第七三話 どれが良いか
「う~ん……ふぅ! いっぱい試着してみたけどやっぱり疲れちゃうね。でもでも、こうやって実際に着てみると分かることも多かったよ!」
「……そうかい。なら付き合った甲斐もあったか」
色々な意味で蓮が疲れさせられ、しかし一方で魅惑的に過ぎる光景を彼女から提供してもらった後。
体力的にも精神的にも気絶寸前まで追いやられかけたがそこは何とか持ち前の気合いで踏ん張り、現在に至っている。
今はあれから一通り水着の試着を済ませた美穂が満足げな面持ちを浮かべつつ先ほどまでと同様の私服に着替え終えており、やっと彼女の姿をしっかりと見ることが出来る。
…もうあんな、直視することも難しくなるような露出の多い水着を見せられた上で感想を求められるなんていう経験は御免だ。
他者からすれば良い思いをしておいて何を言っているのかと文句を吐かれるところなのだろうが、彼はそんな思いを味わう余裕など微塵も残していなかった。
ただでさえ出るところは出ていて、引っ込むところは引っ込んでいるなんていう男子にとって一つの理想とさえ言い切れるスタイルを誇った美穂のあのような姿。

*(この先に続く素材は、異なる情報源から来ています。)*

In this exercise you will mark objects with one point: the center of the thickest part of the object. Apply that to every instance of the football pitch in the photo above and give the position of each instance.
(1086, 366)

こんな状況に不慣れな彼では処理しきれず、どうにか理性だけは決壊させないようにと意識を集中させておくので精一杯だった。
けれどもそんな時間もこれで終わり。
久しぶりに見慣れた様相へと戻ってくれた美穂と未だに店内に留まり続けている蓮ではあるが、そんな彼に今度振られてきた話題は…打って変わって悩まし気な顔をした彼女のこんな問いかけだ。

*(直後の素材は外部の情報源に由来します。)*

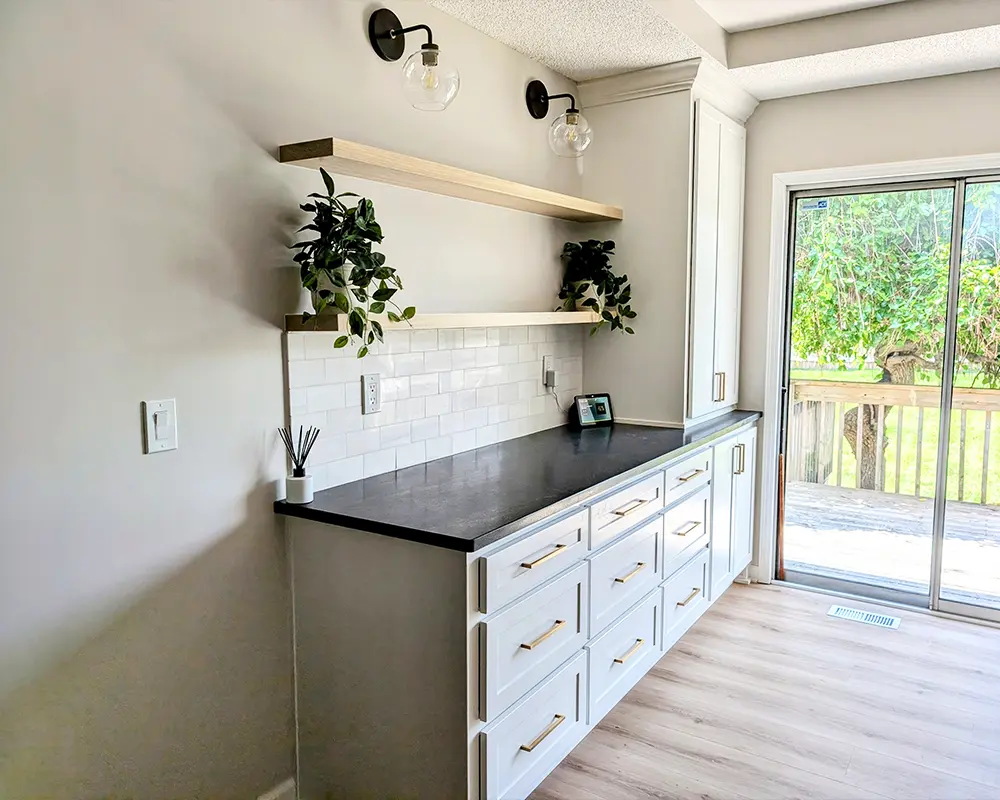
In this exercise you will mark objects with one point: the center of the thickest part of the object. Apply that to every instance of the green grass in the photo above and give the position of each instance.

「だけどこうもたくさん着てみるとどれが一番かっていうのは分かりにくくなっちゃいそうだね…まぁ悩んでても仕方がない! 蓮くん、どの水着が一番良かったか教えて? 私はそれに決めるから!」
「……え、俺が選ぶのか?」
「とーぜん! というか最初からそのつもりだったんだし! さっ、正直なところを教えてくれると助かります!」
「……そうか」
彼女から問われてきたのは端的に述べてしまえば今まで見せられた中でどれが最も蓮の好みに合致したものだったかというもので、美穂の言い分から判断するに彼の選んだ水着を美穂は購入するつもりらしい。
どこまでも蓮一筋な彼女らしいと言えばらしいが…されど、彼の立場からするととんでもない決断を任されてしまったという気分になる。
今までは多少の羞恥心が揺さぶられることこそあったが彼女の水着姿に素直な感想を伝えるだけでも良かったものの、こうなると彼の意見が全てを決めるということだ。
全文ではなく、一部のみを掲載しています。